Bounded; stable across releases:

success — task completed successfully (success: true REQUIRED)
timeout — episode hit --preflight-timeout or runner-side cap
bddl_failure — task BDDL file failed to parse
rendering_failure — osmesa / EGL render returned an error
adapter_error — anything else the runner didn’t classify

Cross-field invariant: success == True if and only if terminal_reason == "success". Enforced at construction time.

Cost transparency

reflex eval --cost-preview prints a $ estimate before invoking. Cost table is baked at ship time and refreshed quarterly against actual Modal billing logs.

Suite × Runtime	$ / episode	$ / task-startup
`libero` × `modal`	$0.025 (A10G)	$0.10 (cold container + image pull + osmesa scene compile)
`libero` × `local`	$0	$0

Above-$50 estimate triggers an “are you sure?” warning so you don’t accidentally fire a 1000-episode × 90-task run.

Reproducing prior LIBERO numbers

modal_libero_*.py produced our published 80%+ LIBERO numbers using seed=7:

reflex eval ./my-export/ \
    --suite libero \
    --num-episodes 50 \
    --seed 7 \
    --runtime modal

The env block in report.json captures git_sha, python_version, platform, and per-*.onnx sha256 hashes — enough to re-run + cross-check. Treat cost_table_schema_version as the canonical pin for cost numbers.

Common errors

Pre-flight FAILED (osmesa-compile-hang, 300.1s) — cold containers take 60-180s for first-scene compile. Bump --preflight-timeout 600 and retry.

Pre-flight FAILED (dep-version-conflict, ...) — pin robosuite==1.4.1, bddl==1.0.1, mujoco==3.3.2. Or drop --runtime local and use --runtime modal.

Estimate exceeds $50 guardrail — drop --num-episodes or use fewer --tasks.
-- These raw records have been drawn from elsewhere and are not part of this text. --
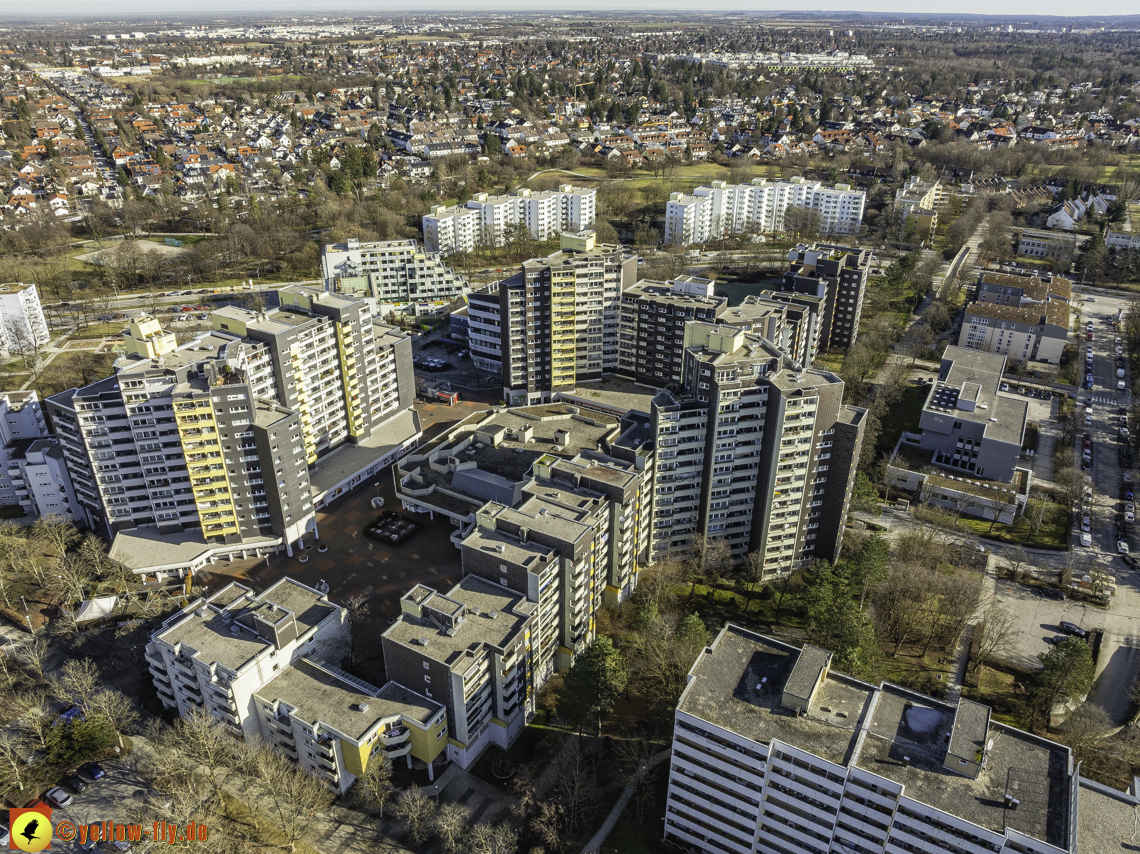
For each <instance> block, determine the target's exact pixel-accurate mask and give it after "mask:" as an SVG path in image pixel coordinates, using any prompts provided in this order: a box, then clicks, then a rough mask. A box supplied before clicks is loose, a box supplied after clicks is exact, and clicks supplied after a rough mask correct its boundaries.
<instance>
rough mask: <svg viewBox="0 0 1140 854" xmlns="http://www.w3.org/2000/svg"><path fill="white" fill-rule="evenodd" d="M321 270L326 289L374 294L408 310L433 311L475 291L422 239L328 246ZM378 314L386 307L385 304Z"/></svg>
mask: <svg viewBox="0 0 1140 854" xmlns="http://www.w3.org/2000/svg"><path fill="white" fill-rule="evenodd" d="M320 270H321V276H323V277H324V279H325V290H326V291H333V292H336V293H340V294H344V295H345V296H356V298H370V299H372V300H375V302H376V303H377V304H378V306H381V307H396V308H399V309H401V312H402V314H413V315H423V314H431V312H432V311H433V310H435V309H438V308H439V307H442V306H446V304H447V303H449V302H454V301H455V300H458V299H463V296H464V294H466V293H467V291H469V285H467V282H466V279H464V278H463V277H462V276H461V275H459V274H457V273H456V271H455V270H453V269H451V268H450V267H448V266H447V265H446V263H443V261H442V260H441V259H440V255H439V253H438V252H425V251H424V250H423V249H421V246H420V244H418V243H417V242H416V241H376V242H372V243H368V242H365V243H361V242H360V241H357V239H352V238H350V239H348V241H347V242H345V243H335V244H328V245H326V246H325V247H324V249H323V250H321V258H320ZM408 307H412V308H413V309H414V310H413V311H408V310H407V308H408ZM377 314H380V315H384V314H386V311H385V310H384V308H381V309H380V310H378V312H377Z"/></svg>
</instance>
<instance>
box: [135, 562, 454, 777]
mask: <svg viewBox="0 0 1140 854" xmlns="http://www.w3.org/2000/svg"><path fill="white" fill-rule="evenodd" d="M350 648H351V634H350V628H349V621H348V612H347V611H345V610H344V609H343V608H341V607H339V605H335V604H333V603H332V602H329V601H328V596H327V595H325V594H323V593H320V592H319V591H316V589H312V588H311V587H307V586H306V585H303V584H301V583H300V581H296V580H293V579H292V578H283V579H282V580H279V581H278V583H277V584H275V585H272V586H271V587H269V588H268V589H267V591H264V592H263V593H260V594H255V593H253V591H251V589H250V588H249V587H245V586H243V585H241V584H237V583H233V584H229V585H227V586H226V587H223V588H222V589H220V591H218V592H217V593H214V594H213V595H211V596H210V597H209V599H198V600H196V601H194V602H192V603H190V604H189V605H188V607H187V608H185V609H184V610H181V611H179V612H178V613H176V615H173V616H171V617H169V618H168V619H166V620H165V623H163V626H162V628H160V629H158V631H157V632H155V633H154V635H152V637H150V642H149V643H148V644H147V646H146V653H145V656H146V660H147V666H148V668H149V672H150V676H152V678H153V680H154V684H155V688H156V689H157V692H158V699H160V700H161V701H162V703H163V706H165V707H166V708H168V709H170V710H172V711H176V713H177V714H178V715H180V716H184V717H185V716H186V715H189V714H192V713H193V711H195V710H204V711H206V713H209V714H210V715H212V716H213V717H214V718H217V719H218V721H220V722H221V723H223V724H225V725H226V726H227V727H228V729H229V730H230V731H231V732H233V733H234V734H236V735H241V737H245V738H251V737H255V738H260V739H262V740H263V741H266V742H267V743H269V745H271V746H272V747H274V748H275V749H277V750H279V751H280V753H283V754H284V755H285V756H287V757H288V758H290V759H293V761H294V762H296V763H298V764H299V765H300V766H301V767H303V768H304V770H306V771H309V772H310V773H312V774H315V775H317V776H318V778H320V779H321V780H323V781H324V782H326V783H327V784H328V786H329V787H331V788H333V789H334V790H335V791H337V792H344V791H347V790H348V788H349V787H350V786H351V784H352V783H353V782H355V781H356V779H357V778H358V776H359V775H361V774H363V773H364V772H365V771H366V770H367V766H368V763H369V762H375V761H377V756H378V757H380V758H389V759H396V758H398V757H401V756H402V757H406V762H407V764H408V766H409V767H410V766H412V759H413V757H414V758H416V759H420V761H421V762H423V763H425V764H427V766H429V768H430V767H431V763H432V762H434V759H435V758H437V757H438V756H439V754H440V753H442V743H441V741H442V738H443V733H446V732H447V722H446V711H445V708H443V706H442V705H441V703H439V702H435V701H433V700H431V699H430V698H427V697H424V696H422V694H417V693H415V692H414V691H410V690H407V689H404V688H402V686H400V685H398V684H392V683H390V684H388V685H385V686H384V688H383V689H376V688H374V686H372V685H369V684H367V683H366V682H363V681H361V680H358V678H356V677H353V676H350V675H348V674H345V673H343V672H342V670H340V669H339V668H337V667H336V664H334V662H340V661H341V660H342V659H343V658H344V656H345V654H348V652H349V650H350Z"/></svg>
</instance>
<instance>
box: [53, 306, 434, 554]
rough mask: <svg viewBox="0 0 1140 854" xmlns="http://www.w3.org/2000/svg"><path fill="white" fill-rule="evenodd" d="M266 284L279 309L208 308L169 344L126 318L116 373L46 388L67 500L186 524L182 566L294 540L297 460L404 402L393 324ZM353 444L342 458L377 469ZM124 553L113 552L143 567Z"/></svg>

The guardrail is conservative; if you really do want a 1000-ep run, just hit Enter — it’ll proceed.

All episodes returned adapter_error (exit 5) — Modal subprocess crashed mid-run. Check report.json for the error_message on per-episode rows. The first ~500 chars of stderr surface there.

modal CLI not found on PATH (exit 6) — install via pip install modal then modal token new. --runtime modal cannot proceed without it; we never silently fall back to local (would mask real config issues + cost surprises).